Global Health & Medicine 2021;3(6):386-393.
The primary tumor location in colorectal cancer: A focused review on its impact on surgical management
Nagai Y, Kiyomatsu T, Gohda Y, Otani K, Deguchi K, Yamada K
The primary tumor location (PTL) has attracted increasing attention in recent years for colorectal cancer (CRC) patients. Although the underlying mechanisms for differences caused by PTL remain still unclear, right-sided colon (RCC) and left-sided colon (LCC) are now considered as distinct entities because of their different molecular profile and clinical response to surgery and chemotherapy. In this article, we review the influence of PTL particularly on surgical management of primary and metastatic CRC settings.
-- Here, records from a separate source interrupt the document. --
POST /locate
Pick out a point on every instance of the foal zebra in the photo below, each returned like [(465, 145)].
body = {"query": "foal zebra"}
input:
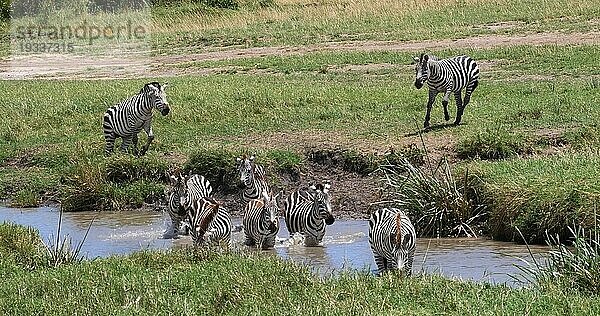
[(253, 178), (127, 118), (195, 187), (261, 222), (449, 76), (210, 222), (307, 212), (392, 237)]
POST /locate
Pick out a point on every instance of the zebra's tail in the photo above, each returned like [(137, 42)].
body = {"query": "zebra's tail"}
[(399, 229)]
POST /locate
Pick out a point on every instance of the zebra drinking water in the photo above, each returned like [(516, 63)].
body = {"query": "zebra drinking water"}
[(129, 117), (195, 187), (307, 212), (393, 240), (252, 177), (210, 223), (449, 76), (261, 222)]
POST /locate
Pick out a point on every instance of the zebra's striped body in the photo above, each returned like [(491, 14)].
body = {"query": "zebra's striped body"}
[(191, 188), (210, 223), (307, 212), (393, 240), (261, 223), (253, 178), (129, 117), (450, 75)]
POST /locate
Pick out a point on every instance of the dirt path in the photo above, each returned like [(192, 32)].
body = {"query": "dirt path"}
[(108, 67)]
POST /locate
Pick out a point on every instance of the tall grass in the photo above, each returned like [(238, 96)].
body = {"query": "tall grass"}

For nonmetastatic CRC, RCC could be a slightly superior prognostic factor after curative resection in stage I-II CRC, while RCC could be an inferior prognostic factor in stage III CRC with worse survival after recurrence, suggesting the oncological aggressiveness of recurrent RCC. For metastatic CRC, RCC could be a predictor of worse survival after hepatectomy of liver metastases from CRC with aggressive recurrence pattern and lower chance of re-resection. In lung metastases from CRC, the role of PTL still remains uncertain because of the limited number of studies. As to the impact of PTL on survival outcome after cytoreductive surgery plus hyperthermic intraperitoneal chemotherapy for peritoneal metastases from CRC, a discrepancy exists among studies and further investigation will be needed. The very simple clinical factor of PTL could provide important information for the prediction of the survival outcome after surgery in CRC. Further clinical and basic research will facilitate the clinical application of PTL in a more specified and personalized manner.